When a string of strange murders occurs across the city, Amanda plunges into her own investigation, discovering, before the police do, that the deaths may be connected. But the case becomes all too personal when Indiana suddenly vanishes. Could her mother’s disappearance be linked to the serial killer? Now, with her mother’s life on the line, the young detective must solve the most complex mystery she’s ever faced before it’s too late.
So…if that wasn’t an intense blurb, I don’t know what is. I mean, you’ve got children (because they are children) involved in something so tremendously dangerous and it’s not a game. You can’t hit restart, you can’t gain an extra life or re-create a character, and yet they push on. If this isn’t mule-like stubbornness and an amazing resilience, I don’t know what is.

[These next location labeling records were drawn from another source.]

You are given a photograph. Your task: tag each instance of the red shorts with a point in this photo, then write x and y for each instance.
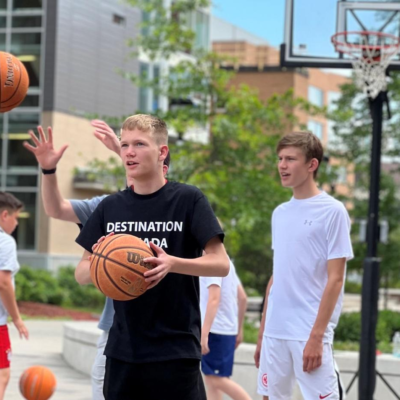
(5, 347)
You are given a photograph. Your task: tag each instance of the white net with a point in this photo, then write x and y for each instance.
(371, 53)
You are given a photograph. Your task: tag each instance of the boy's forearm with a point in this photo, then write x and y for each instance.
(207, 265)
(326, 308)
(211, 312)
(54, 204)
(264, 313)
(7, 296)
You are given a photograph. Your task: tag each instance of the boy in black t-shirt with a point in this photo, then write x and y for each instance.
(153, 350)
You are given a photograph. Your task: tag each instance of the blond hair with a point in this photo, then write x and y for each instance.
(309, 144)
(148, 123)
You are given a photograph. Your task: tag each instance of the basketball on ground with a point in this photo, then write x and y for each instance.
(117, 267)
(37, 383)
(14, 82)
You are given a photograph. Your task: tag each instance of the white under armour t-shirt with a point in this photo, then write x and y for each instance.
(226, 319)
(305, 235)
(8, 262)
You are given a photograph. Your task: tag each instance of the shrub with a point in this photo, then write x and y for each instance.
(75, 295)
(37, 285)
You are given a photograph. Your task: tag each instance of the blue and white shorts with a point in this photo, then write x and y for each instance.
(219, 361)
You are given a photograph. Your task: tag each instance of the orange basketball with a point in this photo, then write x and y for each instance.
(117, 267)
(14, 81)
(37, 383)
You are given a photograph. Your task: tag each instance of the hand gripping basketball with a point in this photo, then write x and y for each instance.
(163, 264)
(118, 265)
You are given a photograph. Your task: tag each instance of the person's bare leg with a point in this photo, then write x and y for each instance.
(212, 392)
(4, 378)
(230, 388)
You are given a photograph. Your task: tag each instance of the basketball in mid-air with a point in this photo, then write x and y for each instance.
(14, 82)
(117, 267)
(37, 383)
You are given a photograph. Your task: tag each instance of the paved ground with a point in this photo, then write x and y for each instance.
(45, 348)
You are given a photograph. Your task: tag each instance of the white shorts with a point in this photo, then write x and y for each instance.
(281, 364)
(99, 368)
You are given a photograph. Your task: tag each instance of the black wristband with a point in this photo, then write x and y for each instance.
(49, 171)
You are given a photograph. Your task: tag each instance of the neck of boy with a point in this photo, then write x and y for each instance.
(148, 186)
(306, 190)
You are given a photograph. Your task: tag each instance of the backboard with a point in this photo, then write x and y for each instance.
(310, 24)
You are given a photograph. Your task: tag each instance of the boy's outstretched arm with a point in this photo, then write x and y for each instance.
(214, 296)
(48, 157)
(7, 296)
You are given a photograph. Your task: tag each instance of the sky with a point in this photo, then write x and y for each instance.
(264, 18)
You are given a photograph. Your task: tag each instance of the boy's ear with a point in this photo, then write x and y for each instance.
(313, 165)
(163, 152)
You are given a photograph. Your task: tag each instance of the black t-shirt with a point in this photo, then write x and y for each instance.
(164, 323)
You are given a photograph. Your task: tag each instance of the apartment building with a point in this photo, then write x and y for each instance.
(73, 51)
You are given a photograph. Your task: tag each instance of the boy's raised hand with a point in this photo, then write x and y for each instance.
(21, 328)
(46, 155)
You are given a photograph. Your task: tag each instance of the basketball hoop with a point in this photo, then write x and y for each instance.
(371, 53)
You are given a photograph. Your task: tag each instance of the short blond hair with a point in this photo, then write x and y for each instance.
(148, 123)
(309, 144)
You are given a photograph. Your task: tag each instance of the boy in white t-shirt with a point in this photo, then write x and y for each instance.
(311, 243)
(10, 208)
(222, 304)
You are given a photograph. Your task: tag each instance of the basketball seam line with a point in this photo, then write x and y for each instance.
(16, 89)
(117, 287)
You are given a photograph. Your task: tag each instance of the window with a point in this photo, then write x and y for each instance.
(143, 91)
(24, 4)
(118, 19)
(315, 96)
(316, 128)
(18, 127)
(27, 21)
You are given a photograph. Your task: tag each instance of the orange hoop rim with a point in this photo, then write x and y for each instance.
(345, 47)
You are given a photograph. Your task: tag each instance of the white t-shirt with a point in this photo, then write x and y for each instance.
(226, 319)
(305, 235)
(8, 262)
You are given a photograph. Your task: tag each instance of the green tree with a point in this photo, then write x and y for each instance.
(353, 128)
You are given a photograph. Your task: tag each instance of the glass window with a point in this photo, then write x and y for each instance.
(315, 96)
(27, 21)
(21, 180)
(32, 65)
(25, 232)
(144, 92)
(2, 41)
(316, 128)
(18, 127)
(25, 43)
(333, 97)
(156, 75)
(23, 4)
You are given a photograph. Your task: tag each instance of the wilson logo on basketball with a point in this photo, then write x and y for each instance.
(10, 72)
(136, 258)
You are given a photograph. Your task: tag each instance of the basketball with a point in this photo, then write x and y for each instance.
(14, 81)
(37, 383)
(117, 267)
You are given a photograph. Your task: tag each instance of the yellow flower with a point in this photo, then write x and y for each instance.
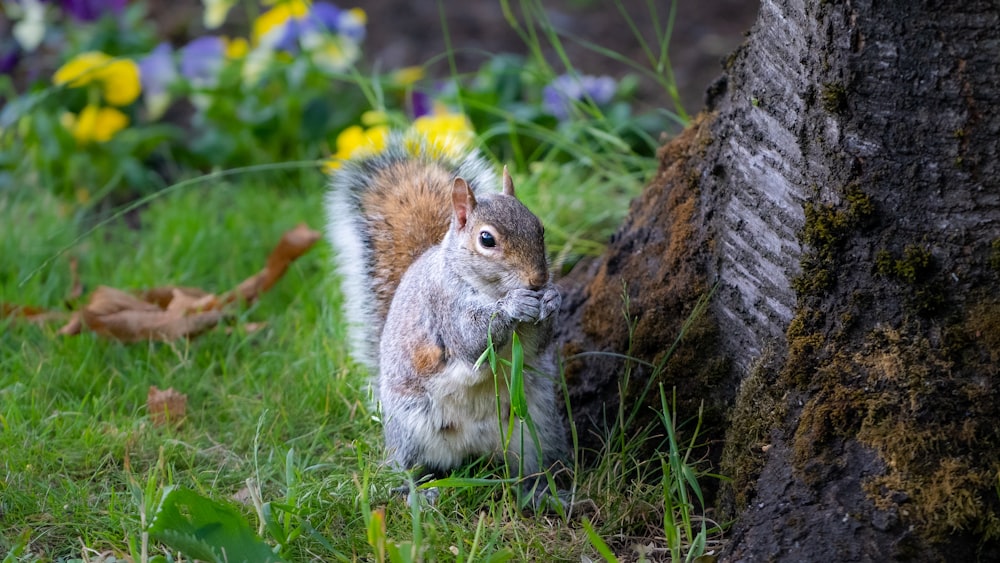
(408, 76)
(355, 141)
(118, 78)
(359, 15)
(447, 134)
(95, 124)
(236, 48)
(267, 26)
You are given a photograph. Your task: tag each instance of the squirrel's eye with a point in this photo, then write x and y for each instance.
(486, 239)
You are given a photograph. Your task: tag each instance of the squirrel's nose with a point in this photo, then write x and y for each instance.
(536, 282)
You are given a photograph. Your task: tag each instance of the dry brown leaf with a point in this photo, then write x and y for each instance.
(168, 312)
(293, 244)
(166, 406)
(121, 315)
(76, 288)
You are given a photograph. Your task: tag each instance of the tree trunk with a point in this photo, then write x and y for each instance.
(840, 194)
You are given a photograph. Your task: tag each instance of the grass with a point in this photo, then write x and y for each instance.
(83, 466)
(278, 421)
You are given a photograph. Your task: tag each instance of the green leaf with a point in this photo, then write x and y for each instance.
(598, 543)
(205, 529)
(463, 482)
(518, 400)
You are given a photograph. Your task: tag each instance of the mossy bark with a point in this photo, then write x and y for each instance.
(842, 193)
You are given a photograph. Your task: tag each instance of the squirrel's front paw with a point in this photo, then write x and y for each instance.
(524, 305)
(551, 301)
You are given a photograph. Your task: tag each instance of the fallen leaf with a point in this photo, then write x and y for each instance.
(76, 288)
(293, 244)
(166, 406)
(167, 312)
(73, 327)
(121, 315)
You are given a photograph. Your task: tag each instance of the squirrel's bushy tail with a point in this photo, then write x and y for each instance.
(383, 211)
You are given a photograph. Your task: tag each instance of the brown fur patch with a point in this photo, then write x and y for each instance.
(403, 201)
(428, 359)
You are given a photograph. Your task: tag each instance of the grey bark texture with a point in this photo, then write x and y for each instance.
(841, 195)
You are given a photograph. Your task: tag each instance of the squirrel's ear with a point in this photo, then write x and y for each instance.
(508, 184)
(463, 201)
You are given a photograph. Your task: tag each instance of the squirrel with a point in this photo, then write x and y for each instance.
(434, 263)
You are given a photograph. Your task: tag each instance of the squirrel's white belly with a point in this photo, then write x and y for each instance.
(464, 419)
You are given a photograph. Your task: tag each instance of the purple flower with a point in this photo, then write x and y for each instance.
(157, 70)
(559, 96)
(289, 41)
(90, 10)
(421, 103)
(202, 59)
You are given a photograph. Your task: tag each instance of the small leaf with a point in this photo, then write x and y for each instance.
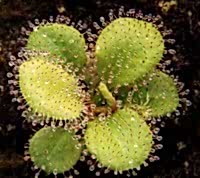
(59, 40)
(55, 151)
(49, 89)
(122, 142)
(127, 49)
(162, 93)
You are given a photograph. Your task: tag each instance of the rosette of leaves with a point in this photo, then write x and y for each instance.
(126, 50)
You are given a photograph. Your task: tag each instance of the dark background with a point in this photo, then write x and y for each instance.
(180, 156)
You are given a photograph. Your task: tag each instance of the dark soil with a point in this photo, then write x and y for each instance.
(180, 157)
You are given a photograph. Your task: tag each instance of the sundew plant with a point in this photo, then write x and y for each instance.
(96, 94)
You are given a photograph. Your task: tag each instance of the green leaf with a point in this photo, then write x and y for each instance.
(49, 89)
(162, 95)
(54, 151)
(60, 41)
(127, 49)
(122, 142)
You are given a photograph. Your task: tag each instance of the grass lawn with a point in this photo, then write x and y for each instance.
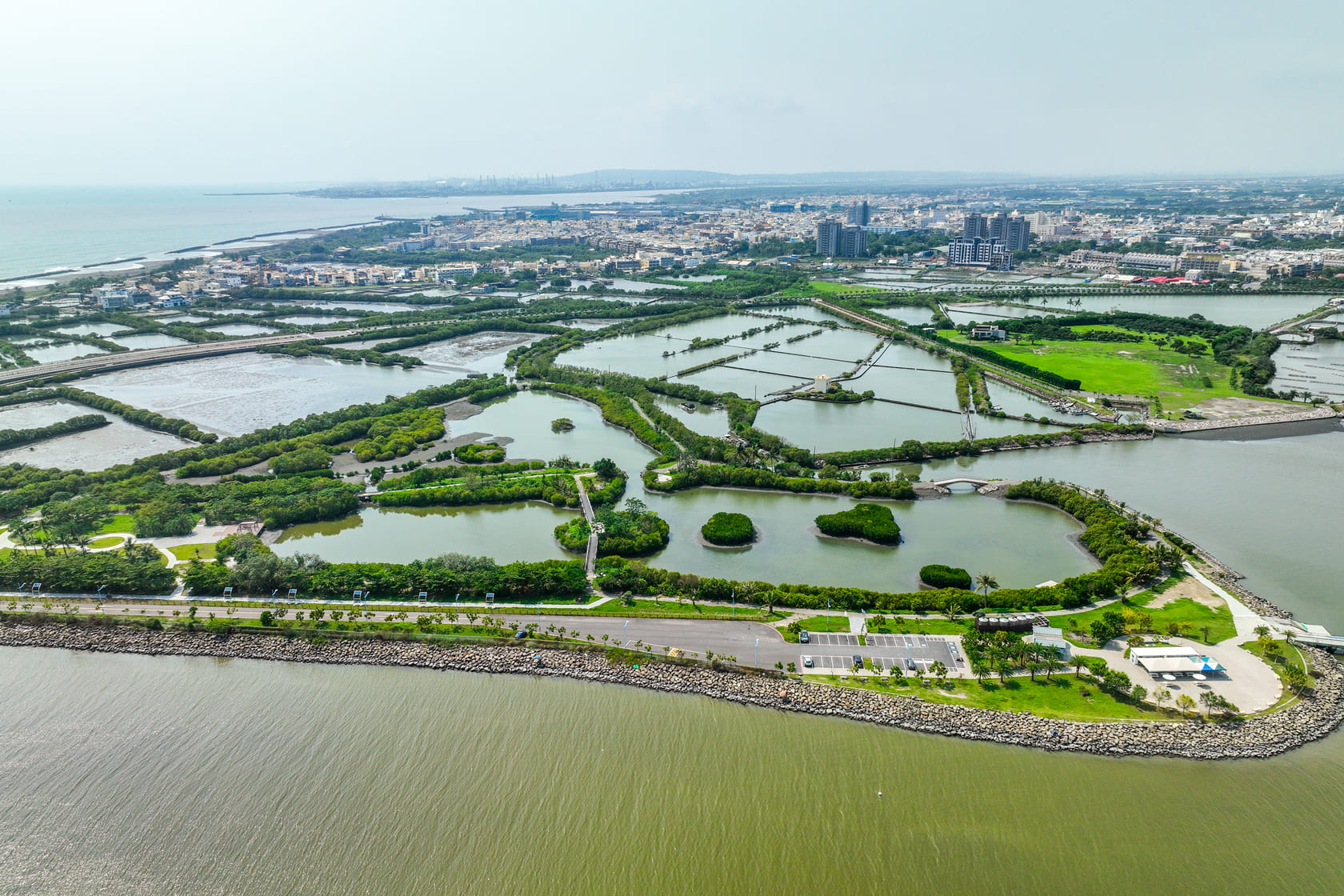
(120, 523)
(189, 551)
(826, 288)
(1128, 368)
(839, 625)
(1061, 698)
(1183, 610)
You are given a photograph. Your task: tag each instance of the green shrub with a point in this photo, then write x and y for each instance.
(871, 522)
(302, 461)
(729, 530)
(937, 575)
(628, 534)
(480, 453)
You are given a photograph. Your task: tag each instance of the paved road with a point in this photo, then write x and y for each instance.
(750, 642)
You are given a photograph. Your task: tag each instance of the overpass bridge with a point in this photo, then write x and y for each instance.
(144, 358)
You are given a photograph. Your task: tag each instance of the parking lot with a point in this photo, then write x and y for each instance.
(907, 652)
(824, 638)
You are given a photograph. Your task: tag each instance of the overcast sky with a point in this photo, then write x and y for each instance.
(158, 92)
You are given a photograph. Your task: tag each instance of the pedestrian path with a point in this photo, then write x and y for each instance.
(1243, 617)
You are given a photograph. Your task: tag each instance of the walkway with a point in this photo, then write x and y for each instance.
(1243, 618)
(590, 557)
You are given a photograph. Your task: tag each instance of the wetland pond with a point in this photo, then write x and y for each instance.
(118, 442)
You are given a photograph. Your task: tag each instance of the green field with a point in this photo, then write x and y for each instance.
(1183, 610)
(190, 551)
(1126, 368)
(826, 288)
(1061, 698)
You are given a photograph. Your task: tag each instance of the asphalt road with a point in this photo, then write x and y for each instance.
(749, 642)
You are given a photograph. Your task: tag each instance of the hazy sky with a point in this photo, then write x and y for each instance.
(146, 92)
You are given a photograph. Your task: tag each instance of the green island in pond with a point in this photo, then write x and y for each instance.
(632, 532)
(870, 522)
(729, 530)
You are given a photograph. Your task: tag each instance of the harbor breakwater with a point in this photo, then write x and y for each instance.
(1312, 716)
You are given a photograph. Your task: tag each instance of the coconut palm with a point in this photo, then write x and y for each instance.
(980, 670)
(986, 583)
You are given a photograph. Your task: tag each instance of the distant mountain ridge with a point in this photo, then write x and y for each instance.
(618, 179)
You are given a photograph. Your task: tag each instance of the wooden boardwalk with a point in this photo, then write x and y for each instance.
(590, 557)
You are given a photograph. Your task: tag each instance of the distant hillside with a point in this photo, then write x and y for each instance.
(614, 179)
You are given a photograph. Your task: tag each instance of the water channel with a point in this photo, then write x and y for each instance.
(118, 442)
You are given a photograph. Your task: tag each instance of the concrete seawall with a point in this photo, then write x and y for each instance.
(1310, 718)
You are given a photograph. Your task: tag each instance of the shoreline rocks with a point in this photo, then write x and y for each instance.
(1310, 718)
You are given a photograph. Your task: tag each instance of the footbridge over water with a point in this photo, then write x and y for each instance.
(962, 480)
(940, 488)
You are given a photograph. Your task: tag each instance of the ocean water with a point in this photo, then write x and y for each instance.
(53, 229)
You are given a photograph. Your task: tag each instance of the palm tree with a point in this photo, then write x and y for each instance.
(986, 583)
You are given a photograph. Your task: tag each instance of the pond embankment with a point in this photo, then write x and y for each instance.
(1308, 719)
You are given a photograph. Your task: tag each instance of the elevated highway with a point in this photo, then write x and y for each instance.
(118, 360)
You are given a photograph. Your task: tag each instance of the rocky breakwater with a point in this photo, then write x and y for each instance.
(1308, 719)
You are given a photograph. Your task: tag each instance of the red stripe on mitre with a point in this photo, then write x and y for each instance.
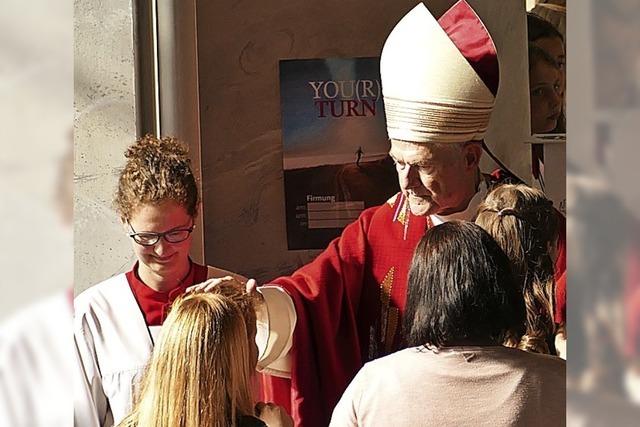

That aside, let’s move on to the story. It’s jam-packed, just like the blurb. But it moves pretty slowly in the beginning. All the main characters have a point of view in this story minus the kids not physically present in San Fransisco for the case. So while most of the characters are dealing with the murder and mystery in the area, Indiana goes around only seeing the good in the world and living her life without a care in the world. Ryan too leads a pretty uninteresting life as an ex-Navy SEAL in the beginning so their point of view seems redundant to the story. Boy, are you wrong if you think that!
It’s okay if you think that though-I did. This story is an amazing read. It’s pretty fast paced and the focus on multiple points of views allows you to see the occurrences from every angle. It allows you to see it from the view of an experienced cop, an enthralled teenager and worried, yet interested grandfather. It has it all. I also truly loved the author’s writing style It allowed for some beautiful descriptions and emotional connects with the protagonist as well as the other main characters.
That said, the way the plot is written can leave readers confused as to what is going on. It has that kind of effect where, as you skip from incident to incident, you struggle to keep up with all the threads that are thrown at you and for the first quarter or half of the book you are left struggling to sort out the different plotlines so that you know where each character is when you join them again. And unlike computer games, these characters don’t remain static. They have moved and continue living their life despite the reader not following them. This, to me, just made the story that much more exciting.
It’s not meant for the younger readers, it’s meant for teenagers up. It’s a page-turner and a beautifully fast paced. While it hurts no one to stop this book halfway, it’s going to grip you. It’s a very sly book that way. You start reading it and it seems like the book will let you pause in the middle. It lies! It will sneak up to you and ensnare you in its grip and by the time you realise that this book isn’t the kind of book you can start ten minutes before you have a class starting it’s too late. This book is meant for those days where it’s raining outside and you just want to grab a drink to sip and a book to curl up with. It made me want to read it in one go and while I might be singing praises for this book, it’s simply because the narrative style is excellent.